The house speaker has the arrangement backwards. Mr Johnson is the employee. We (TheAmericanPplâ„¢) are the employer. He works for Us. We pay his salary. Dig? We NoKingers are taxpayers, Johnson. If you’d step outside your own head and look around you’d soon find that the protesters you so cavalierly dismissed as “un-American” are themselves GovCo employees (just like you!), war veterans, investors in T-Bills, IBonds, TIPS, stocks of military sub-contractors etcetera etcetera. Collectively not only are very many of these protesters paying your salary – never more reluctantly so – these hard-working Americans as you so cynically refer to them when it suits your purpose are directly invested in America. And you have the temerity to refer to them as “un-American?” You ungrateful sniveling little toady. Who do you think you could be? If I were king I’d fire your ass in a hot second. Talk about biting the hand that feeds you. It used to be said, mostly by Libertarians but old-fashioned, small-government, abolish-the-income-tax republicans as well, that it was government employees who were parasites on capitalism and thus they were the real “un-Americans.” How dare you try and reverse the shibboleth. You want to see a real un-American, Johnson, look in the mirror.
Mr Johnson is a lawyer; according to his wiki page he was especially adept at defending religious liberties. How quaint. Before creeping into congress he once defended a group that wanted tax incentives to build a Noah’s Ark amusement park (on a property adjacent to the owner’s Creation Museum) against the loud objections of local taxpayers who didn’t want to pay for this nonsense. Johnson won the case, on a legal technicality, but you have to ask yourself why he would align himself with the cause of religious wingnuts. Unless, maybe, he’s come to believe that these wingnuts are the real Americans, and that it’s the disbelievers (and/or believers in the wrong fantasy) who are the un-Americans, and the best way to rid the country of these un-Americans is to out them, turn real Americans against them, and in this way start a holy war.
Just thinking out loud here.

Rod, while you are indeed correct that Johnson is supposed to be working for the American people, and I’ll also concede that he is a toady, as are the majority of politicians, your admittance that you’re a “NoKinger” leaves me somewhat baffled as the United States is most assuredly not a monarchy. The U.S. is supposed to be a republic, but unfortunately it has descended into the madness of a representative democracy with suffrage for all, and all Americans suffer from this madness.
I think it unfortunate that you seem to have a penchant for the midwittery of the unhinged to reality no kings blather. Though I agree with your disdain for politicians, most of whom seem to simply be professional grifters, I am at a loss as to why you would want to associate yourself with a group of individuals such as the “NoKingers” you seem to admire, as many of them to have no real grasp of what is actually happening to America as a result of their voting for it and receiving what they voted for good and hard.
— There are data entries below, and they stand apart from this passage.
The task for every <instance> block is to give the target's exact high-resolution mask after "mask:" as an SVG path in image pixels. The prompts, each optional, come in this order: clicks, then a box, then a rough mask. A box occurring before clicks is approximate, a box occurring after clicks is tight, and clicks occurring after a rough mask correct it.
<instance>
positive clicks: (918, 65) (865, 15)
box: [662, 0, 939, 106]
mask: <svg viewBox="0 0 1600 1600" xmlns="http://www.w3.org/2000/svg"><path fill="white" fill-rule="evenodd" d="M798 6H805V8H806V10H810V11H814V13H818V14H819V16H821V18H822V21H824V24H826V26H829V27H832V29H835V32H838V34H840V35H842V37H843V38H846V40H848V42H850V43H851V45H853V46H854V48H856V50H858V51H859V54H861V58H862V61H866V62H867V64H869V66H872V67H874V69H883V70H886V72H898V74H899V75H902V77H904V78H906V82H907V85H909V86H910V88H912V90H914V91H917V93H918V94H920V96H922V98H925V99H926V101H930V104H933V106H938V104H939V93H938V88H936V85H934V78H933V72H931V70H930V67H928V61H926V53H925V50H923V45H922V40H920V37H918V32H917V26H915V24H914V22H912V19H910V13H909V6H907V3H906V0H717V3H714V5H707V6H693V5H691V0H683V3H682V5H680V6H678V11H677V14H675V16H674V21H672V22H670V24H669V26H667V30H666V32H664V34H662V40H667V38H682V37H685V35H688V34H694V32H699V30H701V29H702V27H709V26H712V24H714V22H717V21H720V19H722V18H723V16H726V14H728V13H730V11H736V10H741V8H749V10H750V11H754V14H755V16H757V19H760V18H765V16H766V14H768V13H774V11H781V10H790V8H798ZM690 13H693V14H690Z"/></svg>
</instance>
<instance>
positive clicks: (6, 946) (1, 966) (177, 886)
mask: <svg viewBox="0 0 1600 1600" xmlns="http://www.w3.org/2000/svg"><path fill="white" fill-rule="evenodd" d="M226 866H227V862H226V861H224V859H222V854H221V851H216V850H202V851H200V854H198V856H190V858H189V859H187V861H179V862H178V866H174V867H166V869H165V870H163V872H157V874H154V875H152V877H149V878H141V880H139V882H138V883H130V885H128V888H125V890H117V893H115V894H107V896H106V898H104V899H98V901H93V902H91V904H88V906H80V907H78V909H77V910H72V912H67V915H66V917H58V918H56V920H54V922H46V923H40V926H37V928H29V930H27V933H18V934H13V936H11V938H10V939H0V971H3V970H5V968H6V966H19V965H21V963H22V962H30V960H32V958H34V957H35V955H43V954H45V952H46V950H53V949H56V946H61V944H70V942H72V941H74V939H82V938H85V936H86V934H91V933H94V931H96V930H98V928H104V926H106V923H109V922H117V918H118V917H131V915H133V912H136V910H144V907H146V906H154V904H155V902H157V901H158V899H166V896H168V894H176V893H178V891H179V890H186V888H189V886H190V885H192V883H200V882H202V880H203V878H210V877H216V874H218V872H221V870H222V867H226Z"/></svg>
My takeaway from the No Kings’ protests is that they were really about drawing Americans attention to the numerous warning signs that the country is slipping into a Kingdom, and to sound the alarm bell in time so that maybe (hopefully) the people who can do something to stop the slide do that something before American governance begins to resemble Italy’s in the 1920s. Maybe representative democracy will work right to get the ball rolling, we’ll have to wait until late next year to find out.
“A penchant for midwittery…” Good one. Not in thirty years of writing have I ever heard that attributed to me.
And don’t confuse solidarity for admiration. There were reportedly 7+ million of us protesters across the country (peacefully) exercising our constitutional right to redress the government. I can’t possibly know the mind of all of them well enough to say I admire them. That would commit the error of stereotyping. But I (and HW as well) did feel a solidarity with the overall message of the protests and that’s why we went.
Rod, America is hardly turning into a “Kingdom,” a more apt description is that America is become an oligarchy controlled state, thus the no kings protest is totally off the mark and attempting to call attention to a delusion, and your solidarity to the delusional is very questionable, as is your joining them on the streets. It causes me to wonder if you’re supportive of individuals such as Mamdani, Priztker, Spanberger, etc., initiatives such as DEI, and other ineptitudes spouted by the unhinged and unthinking, not to mention relying on the hopium of voting your way out of it.
I don’t agree with your diagnosis of delusion, obviously. We talked with many ppl at the protest we attended, talked with friends of ours around the country who attended their local version, and read reports from others online. Americans (real ones) are all over the map with their concerns; autocrat, dictator, despot, tyrant, king, cult leader, asshole – they all refer to the same malignancy known as MAGA. Don’t get worked up over the no king moniker, it was just a name for a much bigger thing, the tocsins are unmistakable.
There’s a horse in the hospital, John.
Horse in the hospital? Well, better than a unicorn disguised as a donkey in the WH.